Shares in beauty product company Swallowfield (LON:SWL) rose over 10 percent in morning trading on Tuesday, after benefiting from sterling’s weakness over the past year.
Swallowfield, which is involved in the development, formulation, and supply of personal care and beauty products, saw revenue grow 36 percent in the 12 months to June 2017, boosted heavily by their acquisition of The Brand Architekts.
In a statement, the company attributed much of the positive results to the weakness of sterling int the year since the EU referendum, with revenue growth on a constant currency basis of 31 percent.
Owned brands now represent 24 percent of revenues, with the company proposing a final dividend of 3.5 pence per share. This is in addition to the interim dividend of 1.7 pence already paid, to give a full year dividend of 5.2 pence (2016: 3.1p), an increase of 68 percent.
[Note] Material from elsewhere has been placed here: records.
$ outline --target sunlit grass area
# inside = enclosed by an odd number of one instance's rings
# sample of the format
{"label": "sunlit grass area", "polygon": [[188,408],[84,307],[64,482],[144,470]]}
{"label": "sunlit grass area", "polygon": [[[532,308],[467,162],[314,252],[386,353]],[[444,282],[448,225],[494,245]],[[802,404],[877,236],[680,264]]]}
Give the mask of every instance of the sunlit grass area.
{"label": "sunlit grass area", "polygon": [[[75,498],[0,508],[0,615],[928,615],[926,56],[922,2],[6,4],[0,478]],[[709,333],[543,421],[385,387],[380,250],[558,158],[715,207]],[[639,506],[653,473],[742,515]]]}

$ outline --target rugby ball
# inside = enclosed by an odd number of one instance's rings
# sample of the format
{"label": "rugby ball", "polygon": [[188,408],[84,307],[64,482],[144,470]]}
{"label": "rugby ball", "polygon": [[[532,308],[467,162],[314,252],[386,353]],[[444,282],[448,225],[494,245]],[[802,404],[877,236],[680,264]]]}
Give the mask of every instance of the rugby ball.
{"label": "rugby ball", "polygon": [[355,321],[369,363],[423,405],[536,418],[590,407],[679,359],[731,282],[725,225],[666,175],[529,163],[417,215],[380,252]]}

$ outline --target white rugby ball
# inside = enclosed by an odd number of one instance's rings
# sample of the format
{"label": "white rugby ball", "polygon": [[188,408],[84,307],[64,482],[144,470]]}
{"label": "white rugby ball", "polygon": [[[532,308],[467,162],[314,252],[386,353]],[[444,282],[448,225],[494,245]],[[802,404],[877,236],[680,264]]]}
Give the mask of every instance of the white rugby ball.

Chris How, Chief Executive, said of the results:
“It has been a year of excellent progress for the Group with the successful execution of our stated strategy driving us to record levels of sales and underlying profitability. The acquisition of The Brand Architekts has delivered fully against our expectations and has been integrated smoothly and effectively into the Group.
“In our manufacturing business, continued focus on innovation, quality and service has enabled it to perform solidly in its own right, as well as provide important support to the growth of our owned brands.”
Shares in Swallowfield are currently up 11.38 percent at 328.60 (1149GMT).